Top Stories

LLMs consistently pick resumes they generate over ones by humans or other models

175 points · arxiv.org

A new paper finds that when LLMs are used as resume screeners, they exhibit a strong self-preference bias — consistently ranking resumes they themselves generated above those written by humans or other models. As candidates increasingly use AI to polish their applications and recruiters increasingly use AI to filter them, this creates an awkward feedback loop where the “winning” resumes are the ones that match the screener’s own writing style. The HN thread is digging into whether this is true bias or just a stylistic prior, and what it means for fairness in automated hiring.


DeepSeek V4 – almost on the frontier, a fraction of the price

341 points · simonwillison.net

Simon Willison’s hands-on with DeepSeek V4 argues the model is now within striking distance of the closed frontier labs at a dramatically lower API cost. The takeaway HN is wrestling with: if open-weight Chinese models keep matching frontier capability at 10–20% of the price, the economics of US labs that train and serve premium models start to look very different. Lots of discussion about benchmark contamination, real-world coding performance, and what this means for the GPU-spend arms race.


Open Design: use your coding agent as a design engine

104 points · github.com/nexu-io

A new open-source project that flips the design-to-code workflow: instead of going from Figma to code, you let your coding agent be the design tool, generating components and iterating on them through prompts and live previews. It taps into a larger trend HN has been chewing on for months — that AI-native dev tools may eventually eat traditional design software entirely. Comments are split between “this is the future” and “designers exist for a reason.”


Why does it take so long to release black-fan versions?

531 points · noctua.at

Noctua, the cult favorite PC fan maker, finally explains why their iconic brown-and-tan fans take years to ship in plain black. The answer is a deep dive into supply chain pain: getting black anti-vibration mounts that don’t squeak, ensuring color consistency across batches, and not breaking acoustic performance with new materials.

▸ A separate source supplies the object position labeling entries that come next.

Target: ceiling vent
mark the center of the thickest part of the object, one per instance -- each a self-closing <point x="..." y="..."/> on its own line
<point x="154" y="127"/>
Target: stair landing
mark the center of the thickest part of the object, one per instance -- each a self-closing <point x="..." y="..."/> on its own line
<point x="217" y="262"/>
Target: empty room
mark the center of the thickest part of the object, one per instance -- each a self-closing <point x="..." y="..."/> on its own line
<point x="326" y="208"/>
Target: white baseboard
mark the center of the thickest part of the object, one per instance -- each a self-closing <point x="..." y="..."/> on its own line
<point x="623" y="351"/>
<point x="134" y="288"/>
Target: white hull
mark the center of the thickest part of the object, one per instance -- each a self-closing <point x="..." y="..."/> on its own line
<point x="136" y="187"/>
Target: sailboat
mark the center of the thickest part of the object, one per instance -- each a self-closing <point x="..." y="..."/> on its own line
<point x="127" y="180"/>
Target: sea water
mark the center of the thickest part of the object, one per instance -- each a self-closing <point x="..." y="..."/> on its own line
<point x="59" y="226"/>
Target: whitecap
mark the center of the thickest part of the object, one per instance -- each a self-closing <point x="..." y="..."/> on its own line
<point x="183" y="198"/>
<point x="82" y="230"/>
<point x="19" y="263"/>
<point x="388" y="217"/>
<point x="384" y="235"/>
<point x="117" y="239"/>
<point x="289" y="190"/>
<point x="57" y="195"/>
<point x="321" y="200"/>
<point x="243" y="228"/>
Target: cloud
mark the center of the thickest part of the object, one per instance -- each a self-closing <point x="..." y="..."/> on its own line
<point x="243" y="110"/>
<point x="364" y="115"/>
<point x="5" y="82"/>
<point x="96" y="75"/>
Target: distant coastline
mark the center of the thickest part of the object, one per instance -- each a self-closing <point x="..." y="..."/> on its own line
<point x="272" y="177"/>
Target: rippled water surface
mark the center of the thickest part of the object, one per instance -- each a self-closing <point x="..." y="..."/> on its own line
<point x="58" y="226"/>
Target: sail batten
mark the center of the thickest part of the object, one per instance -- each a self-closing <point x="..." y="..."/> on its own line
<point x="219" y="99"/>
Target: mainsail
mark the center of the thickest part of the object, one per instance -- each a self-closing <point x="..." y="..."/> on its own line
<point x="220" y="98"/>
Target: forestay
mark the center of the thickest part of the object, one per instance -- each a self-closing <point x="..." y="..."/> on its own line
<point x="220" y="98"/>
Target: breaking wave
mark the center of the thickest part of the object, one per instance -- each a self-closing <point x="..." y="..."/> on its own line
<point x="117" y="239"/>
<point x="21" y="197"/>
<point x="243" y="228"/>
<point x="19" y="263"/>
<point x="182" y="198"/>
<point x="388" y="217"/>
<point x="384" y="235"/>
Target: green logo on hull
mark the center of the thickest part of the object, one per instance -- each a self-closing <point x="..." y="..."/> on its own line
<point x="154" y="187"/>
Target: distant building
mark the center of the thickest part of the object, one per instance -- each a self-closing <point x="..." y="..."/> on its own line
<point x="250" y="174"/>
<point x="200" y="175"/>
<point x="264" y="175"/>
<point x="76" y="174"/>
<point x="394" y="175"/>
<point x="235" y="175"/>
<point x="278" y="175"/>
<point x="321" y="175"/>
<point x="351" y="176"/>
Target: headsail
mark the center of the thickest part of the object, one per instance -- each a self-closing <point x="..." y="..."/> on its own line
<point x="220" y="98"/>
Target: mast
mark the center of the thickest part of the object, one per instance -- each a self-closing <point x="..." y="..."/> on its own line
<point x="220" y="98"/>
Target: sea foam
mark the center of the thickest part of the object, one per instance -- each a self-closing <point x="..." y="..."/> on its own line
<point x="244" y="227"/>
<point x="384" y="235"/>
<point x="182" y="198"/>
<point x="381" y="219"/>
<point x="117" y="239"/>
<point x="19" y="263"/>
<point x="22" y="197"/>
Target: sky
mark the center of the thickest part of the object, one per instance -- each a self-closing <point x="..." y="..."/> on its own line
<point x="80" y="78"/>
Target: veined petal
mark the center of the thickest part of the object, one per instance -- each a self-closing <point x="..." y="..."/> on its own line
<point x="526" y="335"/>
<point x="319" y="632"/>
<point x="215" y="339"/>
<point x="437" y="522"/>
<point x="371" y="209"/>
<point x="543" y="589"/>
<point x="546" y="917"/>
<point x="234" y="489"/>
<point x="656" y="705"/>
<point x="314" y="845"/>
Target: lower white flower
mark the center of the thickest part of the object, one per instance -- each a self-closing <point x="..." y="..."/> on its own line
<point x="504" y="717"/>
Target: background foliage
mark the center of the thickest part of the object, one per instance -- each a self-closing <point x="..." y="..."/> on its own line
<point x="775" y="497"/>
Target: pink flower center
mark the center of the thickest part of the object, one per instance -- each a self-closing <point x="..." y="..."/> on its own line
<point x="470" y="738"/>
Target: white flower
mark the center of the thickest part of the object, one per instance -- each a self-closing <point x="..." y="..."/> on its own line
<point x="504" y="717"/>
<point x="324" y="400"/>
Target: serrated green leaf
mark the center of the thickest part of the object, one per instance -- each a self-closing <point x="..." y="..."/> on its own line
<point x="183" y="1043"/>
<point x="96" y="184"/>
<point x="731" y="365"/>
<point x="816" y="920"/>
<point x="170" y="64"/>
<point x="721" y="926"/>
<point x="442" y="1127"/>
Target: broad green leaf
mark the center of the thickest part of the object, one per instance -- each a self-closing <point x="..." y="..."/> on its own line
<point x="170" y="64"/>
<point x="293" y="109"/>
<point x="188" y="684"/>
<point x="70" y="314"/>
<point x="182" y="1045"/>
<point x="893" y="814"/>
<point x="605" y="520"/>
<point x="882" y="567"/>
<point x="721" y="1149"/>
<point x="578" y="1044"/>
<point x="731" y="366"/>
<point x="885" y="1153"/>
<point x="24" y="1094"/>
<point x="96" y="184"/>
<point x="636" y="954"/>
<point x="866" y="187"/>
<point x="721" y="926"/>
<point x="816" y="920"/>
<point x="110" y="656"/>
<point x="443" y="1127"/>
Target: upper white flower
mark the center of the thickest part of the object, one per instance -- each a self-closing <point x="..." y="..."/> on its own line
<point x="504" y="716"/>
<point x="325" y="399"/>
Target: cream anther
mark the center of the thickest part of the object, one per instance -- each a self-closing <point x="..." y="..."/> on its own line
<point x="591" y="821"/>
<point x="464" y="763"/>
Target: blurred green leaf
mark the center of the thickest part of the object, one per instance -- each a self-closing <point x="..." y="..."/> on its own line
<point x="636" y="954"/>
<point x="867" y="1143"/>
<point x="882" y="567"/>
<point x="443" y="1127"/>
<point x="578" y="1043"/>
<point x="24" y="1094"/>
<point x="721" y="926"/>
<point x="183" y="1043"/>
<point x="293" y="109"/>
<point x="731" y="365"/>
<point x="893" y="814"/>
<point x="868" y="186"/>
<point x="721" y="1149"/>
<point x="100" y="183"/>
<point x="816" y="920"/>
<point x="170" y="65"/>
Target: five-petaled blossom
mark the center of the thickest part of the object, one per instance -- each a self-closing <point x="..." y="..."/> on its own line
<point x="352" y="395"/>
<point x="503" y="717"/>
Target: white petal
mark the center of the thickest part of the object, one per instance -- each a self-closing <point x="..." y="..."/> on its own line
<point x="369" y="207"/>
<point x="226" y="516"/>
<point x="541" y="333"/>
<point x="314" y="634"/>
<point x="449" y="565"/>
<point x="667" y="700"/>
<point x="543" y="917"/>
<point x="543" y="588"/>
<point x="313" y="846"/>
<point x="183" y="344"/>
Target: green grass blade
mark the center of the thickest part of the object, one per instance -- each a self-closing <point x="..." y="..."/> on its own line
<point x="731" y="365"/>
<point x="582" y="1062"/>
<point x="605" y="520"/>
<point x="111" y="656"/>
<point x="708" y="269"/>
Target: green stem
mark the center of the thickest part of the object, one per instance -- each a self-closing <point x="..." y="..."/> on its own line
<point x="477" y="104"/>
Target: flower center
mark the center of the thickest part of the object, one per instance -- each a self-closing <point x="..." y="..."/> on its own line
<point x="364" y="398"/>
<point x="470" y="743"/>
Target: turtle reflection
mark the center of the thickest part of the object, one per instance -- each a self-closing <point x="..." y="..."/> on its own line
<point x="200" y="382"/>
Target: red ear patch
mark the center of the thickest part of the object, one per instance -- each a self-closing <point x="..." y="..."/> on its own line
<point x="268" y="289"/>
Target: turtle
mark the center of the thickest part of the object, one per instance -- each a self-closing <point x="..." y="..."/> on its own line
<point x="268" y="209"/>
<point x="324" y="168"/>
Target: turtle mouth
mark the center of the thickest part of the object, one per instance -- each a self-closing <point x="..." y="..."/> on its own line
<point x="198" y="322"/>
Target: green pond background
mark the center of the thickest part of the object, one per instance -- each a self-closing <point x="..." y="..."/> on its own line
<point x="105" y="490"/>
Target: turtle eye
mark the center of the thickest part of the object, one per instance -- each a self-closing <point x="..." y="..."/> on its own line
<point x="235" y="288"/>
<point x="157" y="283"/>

HN loves it because it’s a master class in why “just paint it black” is never just paint it black, and why hardware engineering at quality is genuinely hard.


TI-84 Evo

529 points · ti.com

Texas Instruments has refreshed the TI-84 line with the “Evo” — a faster CPU, a color screen, and (notably) USB-C. The HN thread is a glorious mix of nostalgia, outrage at the persistent ~$120 price tag, and confusion that an essentially 1996-era product is still mandatory in US classrooms in 2026. The 430-comment debate is really about why the educational testing monopoly hasn’t been broken by a phone app or a $20 alternative.


Ask.com has closed

382 points · ask.com

The search engine that started as Ask Jeeves in 1996 has shut down, ending a 30-year run that survived Google, the dot-com bust, and several pivots into Q&A. HN is using the moment to reflect on the strange afterlives of early-web brands and the broader collapse of the long tail of search — when LLMs answer questions directly, “search engines that aren’t Google” don’t have much of a niche left.


Uber wants to turn its drivers into a sensor grid for AV companies

16 points · techcrunch.com

Uber is reportedly pitching autonomous vehicle companies on a new data product: equip its millions of human drivers with cameras and sensors, then sell the resulting real-world driving data to AV teams hungry for edge cases. It’s a clever play — Uber gets a high-margin data business that doesn’t require it to win the AV race itself, and AV companies get scale they can’t match in-house. The HN debate is mostly about driver consent, passenger privacy, and whether this finally gives Uber a moat.


Show HN: Mljar Studio – local AI data analyst that saves analysis as notebooks

48 points · mljar.com

A new local-first AI data analyst tool that runs on your machine, talks to your data through natural language, and outputs everything as Jupyter notebooks rather than a black-box chat. The pitch resonates with HN’s growing skepticism of cloud-only AI tooling: you keep the data, you keep the artifacts, and you can audit and re-run every analysis. Good discussion in the comments about how this competes with Hex, Mode, and Claude/ChatGPT’s code interpreter modes.


Refusal in language models is mediated by a single direction

29 points · arxiv.org

An interpretability paper that’s getting a second wind: researchers find that the entire “refuse to answer” behavior in modern LLMs is mediated by a single direction in activation space, meaning you can ablate it with a tiny intervention and produce uncensored versions of safety-tuned models. It’s a striking result for both safety and security — and the HN comments are split on whether this means alignment is more brittle than people think, or simply that “refusal” is a thin behavioral layer rather than deep model values.


New research suggests people can communicate and practice skills while dreaming

405 points · newyorker.com

A New Yorker piece on lucid dreaming research showing that people can answer questions, do simple math, and even practice motor skills while in REM sleep — with measurable carryover to waking performance. The HN thread is a mix of skepticism about effect sizes and excitement about the implications for learning, therapy, and (inevitably) productivity hacking. Whether or not it scales, it’s a fun reminder of how little we still understand about sleep.